In Arguello’s next four defenses, he stopped two future champs after he vacated the title in Rafael “Bazooka” Limon, 43-8-2, Bobby “School Boy” Chacon, 42-4-1, then Ruben Castillo, 43-0, and Rolando Navarrete, 36-6-3.

Arguello won his third division title in London, UK, defeating Jim Watt, 38-7, in June of 1981. In his first defense in Atlantic City, New Jersey, he stopped Ray “Boom Boom” Mancini, 20-0, in fourteen rounds in October of 1981.

I met him three months later as Arguello sat in a chair in a field jacket with his legs extended, saying, “I sat like this when Mancini busted through a pair of doors with his entourage, and I just looked at him!”

In Arguello’s next three defenses, he stopped Roberto Elizondo, 23-1, James “Bubba” Busceme, 27-3, and Andy “Hawaiian Punch” Ganigan, 34-3. Then back in Atlantic City, in a non-title fight, he knocked out Kevin Rooney, 19-1, in two rounds in July of 1982.

In November of 1982, Arguello then moved up to super lightweight, taking on WBA World champion Aaron “Hawk” Pryor, 31-0. Before the fight, at the press conference, he said something like, “I am honored to fight such a great champion as Aaron Pryor.”

After thirteen rounds, Pryor was ahead on two of the three cards. Pryor’s trainer Panama Lewis said to his assistant, “No, not that bottle, but the other one!” IBH of Fame matchmaker Don Elbaum was later known to have mixed the bottle but never admitted what was in it. Whatever it was, it gave Pryor a “big pick-up,” stopping Arguello in the fourteenth round.

It was almost five years prior to Arguelo’s next fight he had lost in a non-title fight to Vilomar Fernandez, now 27-9-2, defeating in the rematch. Two fights later, in a rematch with Pryor, he was knocked out in ten rounds.

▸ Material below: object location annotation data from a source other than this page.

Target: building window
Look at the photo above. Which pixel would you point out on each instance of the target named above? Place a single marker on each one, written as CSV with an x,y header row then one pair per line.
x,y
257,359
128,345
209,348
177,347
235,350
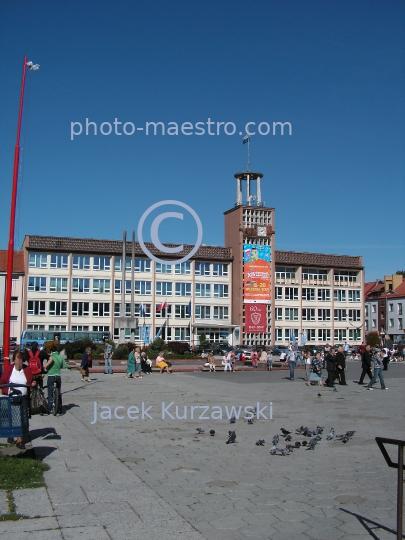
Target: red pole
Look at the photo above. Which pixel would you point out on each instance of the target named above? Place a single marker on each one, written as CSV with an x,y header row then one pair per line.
x,y
10,257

Two fights later, in February of 1986, Arguello, 75-7, lost the first three rounds and stopped former WBC super Lightweight champ Billy Costello, 31-1, in four rounds and retired.

It would be eight and a half years when Arguello came back, winning a majority decision over Jorge Palomares, 8-12-1. In January of 1995, he lost to Scott Walker, 17-3-1, in his final bout, in January of 1985, finishing with a 77-8 with 62 knockouts record.

In 2008 Arguello was a flag-bearer for Nicaragua at the 2008 Beijing Olympic Games. In July 2009, it was announced he died from a self-inflicted gunshot to the chest.

At a boxing event, a member of the WBC told me Arguello went back to Nicaragua saying he wanted some of his trophies back to the Sandinistas, who may have killed him there. He was shot in the chest, so you decide what were the true facts.